Opta em função do seu interesse em pesquisar uma das ramificações
disponíveis. Porém, dado que este é um sistema finito que
não tem como a linguagem humana capacidade para gerar um conjunto infinito
de estruturas significantes de comunicação (gramaticais e agramaticais
no caso da língua), ao fim de algum tempo esgota-se o catálogo
limitado das possibilidades combinatórias que a arborescência oferece.
Esta quantidade de acções a desempenhar contém implícito
o princípio da interactividade dado que, através de uma dada sinalização,
o utente pode interpretar os signos que balizam a navegação, realizando
um maior ou menor esforço intelectual, que será decorrente da
qualidade do modelo e da sua interface comunicacional.
Para além de abrir e fechar janelas e menus, o desenho interactivo estabelece
um sistema de relações múltiplas no mosaico que configura
a massa de informação, criando assim uma rede virtual de associações
que o utilizador pode explorar a seu bel-prazer.
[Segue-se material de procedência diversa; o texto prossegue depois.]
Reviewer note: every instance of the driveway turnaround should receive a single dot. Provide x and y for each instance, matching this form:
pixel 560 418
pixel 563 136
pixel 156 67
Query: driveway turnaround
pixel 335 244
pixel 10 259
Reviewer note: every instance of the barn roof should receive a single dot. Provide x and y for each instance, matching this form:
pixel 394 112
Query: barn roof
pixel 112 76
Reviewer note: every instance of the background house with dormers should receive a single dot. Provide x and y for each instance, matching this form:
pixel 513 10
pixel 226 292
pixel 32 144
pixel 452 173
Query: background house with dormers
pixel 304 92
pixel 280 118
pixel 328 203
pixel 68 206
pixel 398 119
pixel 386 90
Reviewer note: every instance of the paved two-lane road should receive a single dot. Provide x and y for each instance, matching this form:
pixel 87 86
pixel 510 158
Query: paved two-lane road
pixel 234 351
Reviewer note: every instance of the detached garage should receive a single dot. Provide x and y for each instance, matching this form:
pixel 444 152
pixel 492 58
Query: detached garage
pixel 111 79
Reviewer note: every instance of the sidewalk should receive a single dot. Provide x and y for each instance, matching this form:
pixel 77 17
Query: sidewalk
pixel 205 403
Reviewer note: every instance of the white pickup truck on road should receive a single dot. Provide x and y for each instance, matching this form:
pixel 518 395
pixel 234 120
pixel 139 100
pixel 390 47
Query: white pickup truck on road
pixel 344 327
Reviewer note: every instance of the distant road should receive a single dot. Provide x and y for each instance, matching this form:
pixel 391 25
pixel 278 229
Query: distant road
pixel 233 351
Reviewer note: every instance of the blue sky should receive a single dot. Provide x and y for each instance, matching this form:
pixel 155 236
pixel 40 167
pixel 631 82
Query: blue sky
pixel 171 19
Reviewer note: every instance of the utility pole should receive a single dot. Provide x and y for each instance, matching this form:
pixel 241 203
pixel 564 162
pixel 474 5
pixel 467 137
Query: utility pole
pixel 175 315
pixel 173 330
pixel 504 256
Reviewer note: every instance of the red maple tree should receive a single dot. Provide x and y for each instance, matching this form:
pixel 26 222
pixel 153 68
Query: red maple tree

O sistema de associações
só tem limite na capacidade do motor gerador da aplicação
dado que é, teórica e tecnicamente possível, estabelecer
um sistema de ligações funcionais entre todos os módulos
de informação, ou as suas partes constituintes.
Os itens acima assinalados, frequência, quantidade e significação
são os três princípios constituintes da interface orientada
para o utilizador.
Contudo, o gráfico de interacções que se desenha na relação
que o utilizador estabelece com uma aplicação multimédia
é uma variante difícil de prever. O designer e o programador necessitam
de definir com rigor as rotas que se podem traçar na massa de informação,
os pontos de cruzamento, intersecção e interrupção.
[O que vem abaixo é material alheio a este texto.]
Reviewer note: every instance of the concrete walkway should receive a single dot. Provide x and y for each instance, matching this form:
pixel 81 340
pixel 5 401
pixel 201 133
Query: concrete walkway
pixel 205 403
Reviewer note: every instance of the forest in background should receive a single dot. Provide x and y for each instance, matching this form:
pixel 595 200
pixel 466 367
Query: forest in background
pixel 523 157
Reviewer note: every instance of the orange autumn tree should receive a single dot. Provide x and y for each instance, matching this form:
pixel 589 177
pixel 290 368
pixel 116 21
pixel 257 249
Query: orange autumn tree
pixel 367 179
Mas é privilégio da liberdade individual do utilizador construir
a sua própria carta de navegação, fruto de mera curiosidade,
de pressupostos aleatórios, ou de um projecto de pesquisa que não
se conhece antecipadamente.
Ao nível da interface, o sistema caleidoscópico de pesquisa, quando
estruturado por um sistema interactivo admite que à menor rotação
da roda do leme (barra de comandos no caso vertente) se modifique a rota e o
rumo aponte nova direcção. Ampliando os termos da metáfora
náutica, dir-se-à que o modelo interactivo possui um sistema estruturado
de menus e sub-menus, portos de abrigo primários e secundários
a partir dos quais a navegação interactiva se pode iniciar, desenvolver
e abrigar.
Sinalizar as interacções de um modo claro e relativamente intuitivo
é o objectivo fundamental de todos os que constróem interfaces.
Todavia, essa preocupação não alastrou à área
da qualidade das interacções, nem ao questionamento sobre as formas
de relacionamento que o utilizador estabelece com as massa de informação
que são colocadas à sua disposição.
Este nível de preocupações sobre a qualidade das interacções
propostas é uma característica que começa a surgir em alguns
produtos multimédia de segunda geração.